Aus jenen Ursprüngen rührt auch ein Bild des Wolfes, das heute nur noch eine untergeordnete Rolle spielt: der Wolf als Krafttier und als spirituelles Wesen. So ranken sich auch unzählige Geschichten um Wölfe, die Menschenkinder aufziehen.
Der Wolf: Unkontrollierbar und triebhaft
Die Zwillinge Romulus und Remus, die Gründer der Stadt Rom, sollen als Babys in einem Fluss ertränkt werden. Allerdings findet eine Wölfin die Kinder, rettet und säugt sie. Rudyard Kipling nimmt Ende des 19. Jahrhundert das Bild der fürsorglichen Wölfe noch einmal auf und schreibt im „Dschungelbuch“ von einem Baby, das im Wald ausgesetzt wird. Auch hier tritt ein Rudel Wölfe als Retter und Familienersatz auf. Die Tiere ziehen das „Menschenkind“ Mogli groß.
Durchsetzen konnte sich dieses Bild vom weisen und sorgenden Wolf in West- und Mitteleuropa allerdings nicht. Wohl zu beeindruckend oder auch angsteinflößend war das Tier. Kaum ein anderes in der Region heimische Raubtier kommt dem Menschen gerade bei der Jagd so nahe. Luchse und Bären greifen seltener Nutztiere an. Wölfe jagen im Rudel, auch das mag Unbehagen auslösen. Und manchmal töten sie mehr Beute, als sie fressen können, dann bleiben Kadaver liegen. Dem Wolf haftet der Ruf an, er reiße verschwenderisch.

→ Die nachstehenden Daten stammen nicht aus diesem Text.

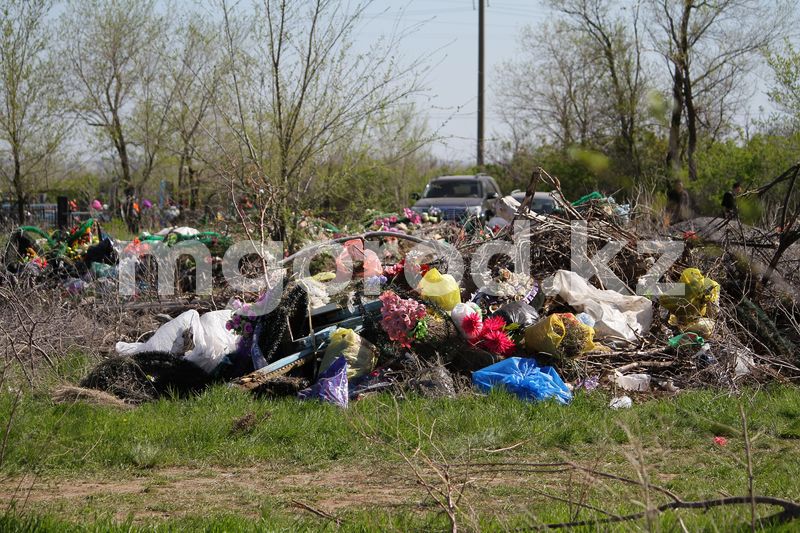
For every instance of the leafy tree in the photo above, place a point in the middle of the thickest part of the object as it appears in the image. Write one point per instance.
(32, 119)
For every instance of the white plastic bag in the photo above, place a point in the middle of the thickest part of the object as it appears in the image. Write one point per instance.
(211, 339)
(617, 316)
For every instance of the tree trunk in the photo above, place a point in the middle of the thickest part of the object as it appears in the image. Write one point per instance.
(18, 189)
(691, 126)
(193, 187)
(182, 178)
(673, 150)
(122, 151)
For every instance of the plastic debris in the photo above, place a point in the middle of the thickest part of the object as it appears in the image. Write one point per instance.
(633, 382)
(209, 337)
(621, 402)
(616, 315)
(460, 312)
(523, 378)
(560, 334)
(699, 294)
(441, 289)
(331, 386)
(359, 353)
(518, 313)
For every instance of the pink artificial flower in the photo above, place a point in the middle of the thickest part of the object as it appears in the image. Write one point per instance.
(497, 342)
(494, 323)
(472, 325)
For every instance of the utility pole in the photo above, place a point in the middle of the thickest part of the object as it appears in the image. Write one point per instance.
(480, 82)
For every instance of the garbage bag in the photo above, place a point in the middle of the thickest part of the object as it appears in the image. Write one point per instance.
(549, 334)
(616, 315)
(524, 379)
(518, 313)
(361, 355)
(700, 291)
(211, 341)
(331, 386)
(440, 289)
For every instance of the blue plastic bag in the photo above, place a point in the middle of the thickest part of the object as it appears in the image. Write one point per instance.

In Geschichten, Mythen, Büchern und Filmen überwiegt deshalb bis heute das dunkle Bild vom Wolf. Er steht für das Unkontrollierbare und Triebhafte. Der römische Dichter Ovid legte mit seiner Erzählung „Metamorphosen“ den Grundstein für den Mythos vom Werwolf. Ovid schildert, wie der gottlose König Lykaon von Zeus in einen Wolf verwandelt wird. Das Auftreten der Werwölfe ist immer ähnlich: Sie sind grauenhaft hässlich, laufen schnell und geduckt, haben gelbe Augen und struppiges Fell.
Aus der Zeit der Hexenverfolgung sind auch Werwolf-Prozesse bekannt, bei denen den Angeklagten die Verwandlung in einen Wolf, Kindermord und Kannibalismus vorgeworfen wurde. Später tauchen Werwölfe in Michael Jacksons berühmtem Musikvideo „Thriller“ und in Gestalt des Lehrers Lupin in „Harry Potter“ auf.
Das Märchen vom Rotkäppchen gibt es übrigens länger als dessen Niederlegung in Grimms Märchenbuch. Forscher haben die Erzählung bis in das Mittelalter zurückverfolgt. In zahlreichen Versionen der Geschichte taucht am Ende kein Jäger auf, um Rotkäppchen und ihre Großmutter aus dem Bauch des Wolfs zu befreien. Die beiden bleiben verschwunden. Und der böse Wolf – triumphiert.